Debra Monroe is the author of seven books and the editor of one anthology.
Her first collection of stories The Source of Trouble was “a fierce debut” (Kirkus Reviews) that won the Flannery O’Connor Award. Her second collection A Wild, Cold State was widely reviewed and described by The Boston Globe as “fine and funky, marbled with warmth and romantic confusion but not a hint of sentimentality.” The Washington Post described her first novel Newfangled as “rangy, thoughtful, ambitious, and widely, wildly knowledgeable.” Her next novel Shambles was praised by the Texas Observer for “the heartbreaking particularity of the hellholes, real and imagined, that make this a novel of graceful ease and substance.” Her first memoir On the Outskirts of Normal was published to national acclaim: “Candid about men, mothering, racism, and her own flaws, she shows that it’s possible to create something beautiful out of a tattered past” (People). Her next memoir My Unsentimental Education was lauded as a female picaresque told with “consummate control and aphoristic wit” (Phillip Lopate), “full of wit and humor” (San Francisco Chronicle), a “perceptive, funny-sad” account of its author’s sexual and intellectual awakening (Chicago Tribune).
Her book of essays It Takes a Worried Woman, with its “introspective honesty about love, marriage, parenting, acquaintance rape, hate crimes, the COVID pandemic, and worry itself, its value and its cost” (David Jauss), is at times lyrical, darkly funny, dense with history, an improbable mix of intimacy and intellect. “Even deeply injurious events are integrated by the courage and intelligence of this writer” (Richard Hoffman).
Debra Monroe’s work has long been admired for “prose that shimmers like a jazz solo” (Jonis Agee) and its singular perspective: “Her characters. . .have big hearts and hard edges and purely unique ways of opening themselves up for our inspection” (Antonya Nelson).

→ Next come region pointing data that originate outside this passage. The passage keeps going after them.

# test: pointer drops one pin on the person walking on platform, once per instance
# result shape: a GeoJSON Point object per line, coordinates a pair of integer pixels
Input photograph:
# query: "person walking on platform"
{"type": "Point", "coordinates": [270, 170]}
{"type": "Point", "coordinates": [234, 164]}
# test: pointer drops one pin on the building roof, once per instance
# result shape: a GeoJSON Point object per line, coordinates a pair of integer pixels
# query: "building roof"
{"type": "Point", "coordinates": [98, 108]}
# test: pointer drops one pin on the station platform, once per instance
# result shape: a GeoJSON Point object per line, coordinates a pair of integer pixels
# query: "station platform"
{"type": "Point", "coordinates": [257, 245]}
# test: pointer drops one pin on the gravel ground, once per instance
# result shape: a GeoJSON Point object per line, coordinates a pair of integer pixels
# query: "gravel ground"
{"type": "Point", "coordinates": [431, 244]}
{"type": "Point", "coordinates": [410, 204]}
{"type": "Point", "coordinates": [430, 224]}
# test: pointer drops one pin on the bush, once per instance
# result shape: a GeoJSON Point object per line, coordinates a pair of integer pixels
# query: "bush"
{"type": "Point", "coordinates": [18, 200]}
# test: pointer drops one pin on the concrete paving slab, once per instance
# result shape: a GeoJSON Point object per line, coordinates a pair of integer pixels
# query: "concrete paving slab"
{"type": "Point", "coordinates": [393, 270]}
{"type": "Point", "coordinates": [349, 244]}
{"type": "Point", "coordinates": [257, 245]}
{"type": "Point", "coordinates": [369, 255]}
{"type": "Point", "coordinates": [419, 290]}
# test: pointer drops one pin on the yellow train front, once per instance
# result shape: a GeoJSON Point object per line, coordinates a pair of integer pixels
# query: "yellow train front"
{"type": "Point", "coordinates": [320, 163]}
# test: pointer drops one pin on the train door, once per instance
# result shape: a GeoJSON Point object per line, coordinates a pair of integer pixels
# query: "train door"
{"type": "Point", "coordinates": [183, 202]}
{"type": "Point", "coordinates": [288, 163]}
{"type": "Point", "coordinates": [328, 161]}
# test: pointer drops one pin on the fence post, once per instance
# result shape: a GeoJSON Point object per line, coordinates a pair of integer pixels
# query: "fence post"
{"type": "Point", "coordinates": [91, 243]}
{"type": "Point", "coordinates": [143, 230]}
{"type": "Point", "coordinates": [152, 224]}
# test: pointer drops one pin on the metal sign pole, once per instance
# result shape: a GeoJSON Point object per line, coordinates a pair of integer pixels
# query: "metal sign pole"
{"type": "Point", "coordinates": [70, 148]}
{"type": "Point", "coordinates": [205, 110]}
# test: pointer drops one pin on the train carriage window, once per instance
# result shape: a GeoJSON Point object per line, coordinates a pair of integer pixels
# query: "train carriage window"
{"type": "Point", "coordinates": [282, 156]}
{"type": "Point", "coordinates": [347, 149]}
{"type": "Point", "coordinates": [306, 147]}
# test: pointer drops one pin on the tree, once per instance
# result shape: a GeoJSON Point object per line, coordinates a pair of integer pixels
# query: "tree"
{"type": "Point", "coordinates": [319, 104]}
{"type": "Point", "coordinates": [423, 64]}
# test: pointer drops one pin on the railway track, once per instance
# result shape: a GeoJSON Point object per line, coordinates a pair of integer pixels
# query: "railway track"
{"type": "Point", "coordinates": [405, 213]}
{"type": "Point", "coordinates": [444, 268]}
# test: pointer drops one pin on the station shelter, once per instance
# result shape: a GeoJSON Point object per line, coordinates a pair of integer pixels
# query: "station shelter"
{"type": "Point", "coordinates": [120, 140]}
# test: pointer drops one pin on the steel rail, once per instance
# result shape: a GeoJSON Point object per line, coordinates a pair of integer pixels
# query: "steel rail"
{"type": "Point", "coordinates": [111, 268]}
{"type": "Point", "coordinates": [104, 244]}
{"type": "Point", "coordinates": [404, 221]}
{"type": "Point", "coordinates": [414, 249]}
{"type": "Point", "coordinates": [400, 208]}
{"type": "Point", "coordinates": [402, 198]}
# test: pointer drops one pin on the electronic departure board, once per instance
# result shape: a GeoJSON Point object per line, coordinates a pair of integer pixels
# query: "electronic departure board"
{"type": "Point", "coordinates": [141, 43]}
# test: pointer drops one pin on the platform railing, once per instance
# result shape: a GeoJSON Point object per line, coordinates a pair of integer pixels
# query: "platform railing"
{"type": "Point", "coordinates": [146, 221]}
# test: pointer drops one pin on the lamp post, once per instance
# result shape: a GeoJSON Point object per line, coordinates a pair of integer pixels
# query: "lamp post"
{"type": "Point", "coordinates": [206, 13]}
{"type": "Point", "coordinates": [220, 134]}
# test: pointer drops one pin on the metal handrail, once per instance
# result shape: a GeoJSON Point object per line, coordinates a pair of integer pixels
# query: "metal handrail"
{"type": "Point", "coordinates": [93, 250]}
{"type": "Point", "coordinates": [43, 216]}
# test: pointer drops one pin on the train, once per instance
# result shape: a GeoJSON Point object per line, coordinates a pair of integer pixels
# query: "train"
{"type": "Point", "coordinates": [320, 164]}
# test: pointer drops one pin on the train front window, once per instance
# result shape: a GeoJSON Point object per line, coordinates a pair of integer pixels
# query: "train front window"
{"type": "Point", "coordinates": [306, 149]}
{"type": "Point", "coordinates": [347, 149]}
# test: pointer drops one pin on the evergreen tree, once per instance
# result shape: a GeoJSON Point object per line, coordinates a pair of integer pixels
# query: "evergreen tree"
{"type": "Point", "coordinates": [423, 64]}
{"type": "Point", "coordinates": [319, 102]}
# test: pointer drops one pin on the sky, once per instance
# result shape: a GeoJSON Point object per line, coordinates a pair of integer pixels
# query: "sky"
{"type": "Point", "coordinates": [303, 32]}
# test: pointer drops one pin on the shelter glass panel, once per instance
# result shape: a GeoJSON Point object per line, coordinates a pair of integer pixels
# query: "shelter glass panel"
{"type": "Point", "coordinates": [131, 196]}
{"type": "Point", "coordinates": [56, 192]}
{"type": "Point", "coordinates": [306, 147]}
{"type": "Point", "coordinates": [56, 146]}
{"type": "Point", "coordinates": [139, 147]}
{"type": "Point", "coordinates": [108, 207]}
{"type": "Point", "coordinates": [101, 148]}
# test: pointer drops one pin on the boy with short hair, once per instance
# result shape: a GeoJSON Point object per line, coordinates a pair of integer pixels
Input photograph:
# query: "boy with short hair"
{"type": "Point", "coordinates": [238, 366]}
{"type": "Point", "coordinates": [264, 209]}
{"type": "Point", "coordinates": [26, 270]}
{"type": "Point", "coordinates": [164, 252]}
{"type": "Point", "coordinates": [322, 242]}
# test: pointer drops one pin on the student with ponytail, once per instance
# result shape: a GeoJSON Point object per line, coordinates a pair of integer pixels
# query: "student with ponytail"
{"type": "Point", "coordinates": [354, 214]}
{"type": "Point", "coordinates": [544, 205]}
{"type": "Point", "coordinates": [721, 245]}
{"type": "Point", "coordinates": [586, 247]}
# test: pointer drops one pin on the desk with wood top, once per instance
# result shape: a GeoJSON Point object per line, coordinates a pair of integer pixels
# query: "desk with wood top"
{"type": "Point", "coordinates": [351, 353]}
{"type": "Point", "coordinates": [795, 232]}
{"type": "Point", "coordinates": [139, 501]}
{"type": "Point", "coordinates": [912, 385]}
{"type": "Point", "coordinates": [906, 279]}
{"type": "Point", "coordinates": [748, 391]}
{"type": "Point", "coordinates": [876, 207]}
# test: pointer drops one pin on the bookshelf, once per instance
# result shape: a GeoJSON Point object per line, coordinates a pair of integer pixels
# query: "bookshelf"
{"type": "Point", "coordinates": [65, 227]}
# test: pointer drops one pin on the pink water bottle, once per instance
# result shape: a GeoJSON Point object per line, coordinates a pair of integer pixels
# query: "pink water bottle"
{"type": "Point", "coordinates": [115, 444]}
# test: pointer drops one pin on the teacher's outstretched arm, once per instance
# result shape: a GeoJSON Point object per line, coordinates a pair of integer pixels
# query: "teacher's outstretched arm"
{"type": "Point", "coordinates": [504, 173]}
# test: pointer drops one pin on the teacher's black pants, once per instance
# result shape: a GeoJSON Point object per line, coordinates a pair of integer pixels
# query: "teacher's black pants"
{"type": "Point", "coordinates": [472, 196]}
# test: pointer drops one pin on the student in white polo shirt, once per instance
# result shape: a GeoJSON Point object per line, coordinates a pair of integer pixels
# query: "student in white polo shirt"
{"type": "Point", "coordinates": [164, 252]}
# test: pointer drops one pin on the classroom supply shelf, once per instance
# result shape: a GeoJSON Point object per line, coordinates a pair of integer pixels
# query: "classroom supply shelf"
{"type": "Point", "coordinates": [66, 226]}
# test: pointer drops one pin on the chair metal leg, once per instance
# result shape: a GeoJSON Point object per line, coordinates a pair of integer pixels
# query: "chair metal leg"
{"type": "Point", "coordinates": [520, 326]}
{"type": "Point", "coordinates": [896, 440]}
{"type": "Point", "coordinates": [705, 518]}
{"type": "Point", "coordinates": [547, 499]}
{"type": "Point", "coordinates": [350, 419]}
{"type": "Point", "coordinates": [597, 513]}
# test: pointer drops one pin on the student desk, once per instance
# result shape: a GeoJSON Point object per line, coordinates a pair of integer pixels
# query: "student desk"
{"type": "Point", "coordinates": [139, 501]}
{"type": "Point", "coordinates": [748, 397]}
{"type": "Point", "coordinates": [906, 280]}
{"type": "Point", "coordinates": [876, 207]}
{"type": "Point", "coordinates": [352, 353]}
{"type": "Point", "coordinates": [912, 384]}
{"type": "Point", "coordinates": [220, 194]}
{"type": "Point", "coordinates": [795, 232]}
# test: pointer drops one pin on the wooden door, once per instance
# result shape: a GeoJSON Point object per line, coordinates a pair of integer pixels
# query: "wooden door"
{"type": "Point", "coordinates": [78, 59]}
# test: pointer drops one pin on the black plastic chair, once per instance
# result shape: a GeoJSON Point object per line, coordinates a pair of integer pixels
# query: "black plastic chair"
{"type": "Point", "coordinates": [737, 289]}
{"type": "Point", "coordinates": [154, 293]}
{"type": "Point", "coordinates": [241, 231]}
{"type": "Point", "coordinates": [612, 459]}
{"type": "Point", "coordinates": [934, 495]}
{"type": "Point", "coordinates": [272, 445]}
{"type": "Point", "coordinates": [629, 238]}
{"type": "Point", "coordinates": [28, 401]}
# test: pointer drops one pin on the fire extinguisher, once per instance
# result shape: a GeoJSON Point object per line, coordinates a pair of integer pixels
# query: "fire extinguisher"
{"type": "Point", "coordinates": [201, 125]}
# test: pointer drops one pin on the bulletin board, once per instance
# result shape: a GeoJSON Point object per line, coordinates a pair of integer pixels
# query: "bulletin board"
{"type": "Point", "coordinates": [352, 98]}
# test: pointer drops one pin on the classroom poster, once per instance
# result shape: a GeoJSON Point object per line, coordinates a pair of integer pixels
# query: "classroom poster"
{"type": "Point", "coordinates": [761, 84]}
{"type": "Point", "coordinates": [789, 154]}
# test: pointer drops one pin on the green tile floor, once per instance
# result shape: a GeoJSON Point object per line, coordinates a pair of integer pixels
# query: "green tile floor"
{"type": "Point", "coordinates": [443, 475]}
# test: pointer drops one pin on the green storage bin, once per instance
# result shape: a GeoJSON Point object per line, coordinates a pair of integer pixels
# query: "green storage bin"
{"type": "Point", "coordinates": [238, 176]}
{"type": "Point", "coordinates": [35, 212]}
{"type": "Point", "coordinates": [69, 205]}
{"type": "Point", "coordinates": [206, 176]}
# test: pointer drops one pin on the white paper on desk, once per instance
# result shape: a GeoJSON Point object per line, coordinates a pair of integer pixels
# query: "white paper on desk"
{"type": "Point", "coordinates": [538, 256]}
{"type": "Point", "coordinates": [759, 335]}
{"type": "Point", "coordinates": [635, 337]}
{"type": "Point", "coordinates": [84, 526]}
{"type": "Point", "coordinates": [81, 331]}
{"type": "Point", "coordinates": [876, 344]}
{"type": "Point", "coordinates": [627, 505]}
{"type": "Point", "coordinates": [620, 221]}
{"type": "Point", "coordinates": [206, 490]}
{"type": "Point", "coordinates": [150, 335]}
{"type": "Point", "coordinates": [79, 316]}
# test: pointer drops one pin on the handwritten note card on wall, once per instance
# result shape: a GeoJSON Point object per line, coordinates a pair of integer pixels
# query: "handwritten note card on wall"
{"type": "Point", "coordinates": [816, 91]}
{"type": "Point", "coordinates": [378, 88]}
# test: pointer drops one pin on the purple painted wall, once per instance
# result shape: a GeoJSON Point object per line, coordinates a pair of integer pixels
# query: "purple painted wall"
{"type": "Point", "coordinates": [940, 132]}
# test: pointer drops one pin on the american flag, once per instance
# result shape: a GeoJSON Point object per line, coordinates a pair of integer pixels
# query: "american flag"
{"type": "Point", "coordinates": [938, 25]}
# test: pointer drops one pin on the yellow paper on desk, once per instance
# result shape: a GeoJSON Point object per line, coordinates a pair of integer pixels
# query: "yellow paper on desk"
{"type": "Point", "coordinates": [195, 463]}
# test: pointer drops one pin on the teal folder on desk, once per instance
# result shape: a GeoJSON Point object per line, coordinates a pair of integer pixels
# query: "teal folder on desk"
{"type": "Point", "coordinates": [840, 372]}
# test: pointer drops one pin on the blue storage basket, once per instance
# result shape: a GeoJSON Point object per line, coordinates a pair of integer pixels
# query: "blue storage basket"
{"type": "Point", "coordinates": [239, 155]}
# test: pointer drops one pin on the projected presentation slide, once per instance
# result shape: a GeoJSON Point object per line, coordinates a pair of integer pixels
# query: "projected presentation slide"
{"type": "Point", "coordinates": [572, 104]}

Her stories and essays have been published in dozens of literary journals. Her books have appeared on Best Ten lists in many venues, including The Barnes & Noble Review, Elle, Vanity Fair, and O, the Oprah Magazine. Her nonfiction has appeared in The New York Times, Longreads, Guernica, The American Scholar, and Salon. She lives in Austin, Texas, and teaches in the MFA Program and Honors College at Texas State University.